8. Advocates of tighter gun restrictions have faced an uphill bill at the Statehouse for years, even after the school shooting in Newtown, Connecticut, in 2012. So it was a significant development when the House Judiciary Committee this week passed the bill sponsored by Rep. Teresa Tanzi (D-South Kingstown), with the stated goal of taking guns away from domestic abusers. Opponents said in part that the bill would violate the principle of due process by taking guns away from the subjects of restraining orders (which are based on an accusation, not a guilty finding.) Tanzi said the bill applies to protective orders, not restraining orders; and she said protective orders allow an opportunity for the accused to be heard by a judge and to make a subsequent appeal. The South Kingstown Democrat said she tried her best to address concerns raised by opponents and remains hopeful of passage in the Senate. Yet a Senate committee vote has not yet been scheduled, raising the possibility that the bill’s fate may decided on the final night of session — if at all.

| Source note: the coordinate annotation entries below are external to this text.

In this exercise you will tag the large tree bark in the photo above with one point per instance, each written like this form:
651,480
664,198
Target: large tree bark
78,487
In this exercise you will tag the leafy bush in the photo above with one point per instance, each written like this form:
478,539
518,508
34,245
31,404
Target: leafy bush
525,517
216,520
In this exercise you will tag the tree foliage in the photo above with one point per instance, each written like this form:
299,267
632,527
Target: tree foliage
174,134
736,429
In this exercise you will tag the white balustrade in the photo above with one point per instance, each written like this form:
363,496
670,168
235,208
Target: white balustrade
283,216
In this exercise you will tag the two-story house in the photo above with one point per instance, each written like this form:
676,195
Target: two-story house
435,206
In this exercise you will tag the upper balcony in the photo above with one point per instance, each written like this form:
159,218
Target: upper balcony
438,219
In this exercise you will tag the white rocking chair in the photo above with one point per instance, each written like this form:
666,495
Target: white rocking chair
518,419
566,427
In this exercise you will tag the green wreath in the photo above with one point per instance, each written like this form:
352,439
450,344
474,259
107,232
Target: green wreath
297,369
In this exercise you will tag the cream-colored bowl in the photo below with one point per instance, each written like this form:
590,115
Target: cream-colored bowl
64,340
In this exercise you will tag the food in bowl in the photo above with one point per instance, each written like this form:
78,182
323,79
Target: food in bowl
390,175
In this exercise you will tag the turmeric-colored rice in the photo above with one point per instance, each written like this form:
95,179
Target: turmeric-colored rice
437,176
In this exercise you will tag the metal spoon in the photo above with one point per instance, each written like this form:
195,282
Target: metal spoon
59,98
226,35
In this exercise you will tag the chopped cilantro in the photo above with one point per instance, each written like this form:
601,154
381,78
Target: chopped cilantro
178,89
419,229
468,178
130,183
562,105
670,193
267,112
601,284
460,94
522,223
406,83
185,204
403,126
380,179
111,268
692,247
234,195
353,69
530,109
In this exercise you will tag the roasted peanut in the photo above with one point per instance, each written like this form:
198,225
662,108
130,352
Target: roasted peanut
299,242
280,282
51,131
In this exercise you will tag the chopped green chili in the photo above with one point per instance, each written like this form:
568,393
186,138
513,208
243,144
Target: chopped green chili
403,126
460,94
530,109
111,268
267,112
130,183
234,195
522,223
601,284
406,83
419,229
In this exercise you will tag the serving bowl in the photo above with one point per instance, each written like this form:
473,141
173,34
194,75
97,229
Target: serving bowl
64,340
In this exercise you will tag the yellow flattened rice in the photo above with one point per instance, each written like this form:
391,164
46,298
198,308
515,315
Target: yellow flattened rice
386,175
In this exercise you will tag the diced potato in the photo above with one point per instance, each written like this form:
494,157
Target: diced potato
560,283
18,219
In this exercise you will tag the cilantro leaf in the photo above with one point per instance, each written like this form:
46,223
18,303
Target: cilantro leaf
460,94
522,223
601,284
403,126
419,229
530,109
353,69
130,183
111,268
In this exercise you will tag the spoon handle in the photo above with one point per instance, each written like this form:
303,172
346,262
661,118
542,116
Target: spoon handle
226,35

9. Speaker Mattiello on whether he will support the paid leave bill passed this week by the Senate Labor Committee: “We’ve still been working on it and negotiating, talking to the business community, talking to interested groups. Hopefully, we have something that’s a good compromise. What I’m trying to do is reach a compromise that the business community’s comfortable with as well as the folks advocating for the bill. I think we’re getting close. We’re not necessarily there. I think our bill will be a little different, but hopefully it’s something that both sides like enough to like.”
10. State Sen. Stephen Archambault (D-Smithfield) apologized this week after unleashing an outburst at anti-illegal immigration activist Terry Gorman during a recent committee hearing. Gorman seemed to accept the apology, although he also told the ProJo that the clash revealed a persistently superior attitude among lawmakers. In my experience, legislators have treated citizens respectfully during committee hearings, regardless of their ideology of viewpoint. And at a time when hyper-partisanship remains the rule in Washington, it’s worth noting that General Assembly members generally maintain civility toward one another during their public sessions. For example, Speaker Mattiello, after the budget vote, praised his working relationship with Minority Leader Morgan; she responded by saying he should agree with her more. (Then again, considering how the GOP lacks the legislative numbers to change the dynamic on Smith Hill, is the general lack of friction really a surprise?)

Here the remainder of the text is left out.